Amazon’s voice-powered digital assistant, Alexa, is getting an AI makeover, but the company admits that the process has been difficult and there is no definitive launch date as yet.
In recent months, Amazon has pumped another $4 billion into AI wunderkind Anthropic. But it was the launch of Amazon’s Nova family of AI models that prompted questions as to when Alexa would get her generative AI glow-up.
Rohit Prasad, who leads the artificial general intelligence (AGI) team at Amazon, has now admitted that the process to update Alexa is still ongoing – and there is no end in sight.
Technical Hurdles Still To Solve
The Financial Times is the latest title to report on Amazon’s Alexa problems in a detailed interview with Prasad in which he admits that the bid to give Alexa generative AI abilities has been on the go since around 2022.
However, it has been a difficult process with hallucinations, latency, and efficiency issues all proving tricky to solve. This echoes a report from Bloomberg in October 2024 that indicated the upgrade would have to be kicked into 2025.
This just in! View
the top business tech deals for 2025 👨💻
Now, it seems Alexa’s users will have to wait even longer for their new-and-improved, AI-powered home assistant.
The FT spoke to previous employees who had worked on the project and they pointed to compatibility issues with the original technology that Alexa was built upon.

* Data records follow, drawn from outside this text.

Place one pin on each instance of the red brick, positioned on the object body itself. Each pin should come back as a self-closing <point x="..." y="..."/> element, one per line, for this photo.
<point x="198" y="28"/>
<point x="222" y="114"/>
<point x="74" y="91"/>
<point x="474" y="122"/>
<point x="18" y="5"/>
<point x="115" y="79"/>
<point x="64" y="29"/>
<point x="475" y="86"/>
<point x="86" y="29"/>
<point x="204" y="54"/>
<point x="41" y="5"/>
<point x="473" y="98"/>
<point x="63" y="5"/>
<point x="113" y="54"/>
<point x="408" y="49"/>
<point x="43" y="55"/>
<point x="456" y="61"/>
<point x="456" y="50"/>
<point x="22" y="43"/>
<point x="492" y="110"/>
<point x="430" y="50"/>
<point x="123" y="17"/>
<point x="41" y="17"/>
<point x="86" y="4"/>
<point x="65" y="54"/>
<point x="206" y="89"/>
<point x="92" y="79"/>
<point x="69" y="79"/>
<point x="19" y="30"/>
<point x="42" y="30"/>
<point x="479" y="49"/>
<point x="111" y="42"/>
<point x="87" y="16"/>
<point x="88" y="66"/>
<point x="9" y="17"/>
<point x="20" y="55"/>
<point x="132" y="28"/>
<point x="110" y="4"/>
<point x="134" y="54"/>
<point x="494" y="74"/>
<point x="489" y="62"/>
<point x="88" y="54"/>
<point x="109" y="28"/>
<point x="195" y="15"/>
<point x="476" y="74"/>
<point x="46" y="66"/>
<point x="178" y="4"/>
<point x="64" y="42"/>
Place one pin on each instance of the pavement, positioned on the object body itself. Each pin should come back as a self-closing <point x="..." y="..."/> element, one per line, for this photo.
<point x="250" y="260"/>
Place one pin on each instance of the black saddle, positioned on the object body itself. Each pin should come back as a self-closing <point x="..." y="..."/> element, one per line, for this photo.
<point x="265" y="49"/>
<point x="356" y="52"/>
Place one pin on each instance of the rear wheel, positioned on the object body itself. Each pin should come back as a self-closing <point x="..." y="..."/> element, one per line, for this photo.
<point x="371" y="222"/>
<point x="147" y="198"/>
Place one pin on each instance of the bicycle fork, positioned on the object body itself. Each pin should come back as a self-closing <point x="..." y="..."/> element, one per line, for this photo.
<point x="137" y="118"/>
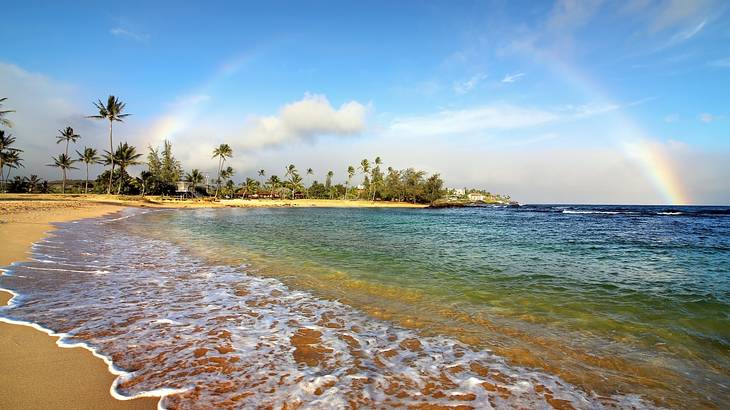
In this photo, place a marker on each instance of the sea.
(537, 306)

Created using technology from a company called Evi, which Amazon bought in 2012, this historical tech is proving to be difficult to combine with the company’s new LLMs. Compared to the firm’s contemporary AI machinery, Alexa is built on relatively rudimentary and simple algorithms. In a product development context, it’s far from a match made in heaven.
The retention of features and functions that Alexa delivers from 500 million devices worldwide is a practical non-negotiable, so integrating the kind of generative AI features needed to take the offering up a notch has simply made delays inevitable.
Web of Third-Party Players Slows Down Development
In order to turn Alexa from her original persona – answering basic queries and accessing services like Amazon Music – to an “agentic” product or personalized concierge also involves scores of third parties. The FT piece suggests that this additional stumbling block has delayed the process further.
It makes sense that Amazon has had to bring in outside help. The company has made dramatic cuts to its workforce in 2023, with reports suggesting that this could be a boon for third-party hardware makers. This could also have had an impact on Amazon’s need for third-party software and specialist developers, especially for such a complex project.
Is Amazon Falling Behind?
This latest interview comes as fears abound that Amazon has really fallen behind competitors when it comes to generative AI. The release of the Nova models is certainly a step in the right direction, but some argue that the company should really be leading the field in conversational AI.
When it comes to Alexa, there are still many questions to be answered. For instance, considering the project has been pushed back multiple times and clearly caused Amazon more problems than it was expecting, will the shiny new AI-powered version of the company’s home assistant come with fees attached when it’s eventually released, as Amazon attempts to recoup some of the costs?
According to the FT, who spoke to a former employee, there could be a subscription model enforced. Alternatively, Amazon could “take a cut of sales of goods and services”. Whatever the final decision, it seems the roll-out may be a while off, which means Amazon has plenty of time to tackle the smaller details.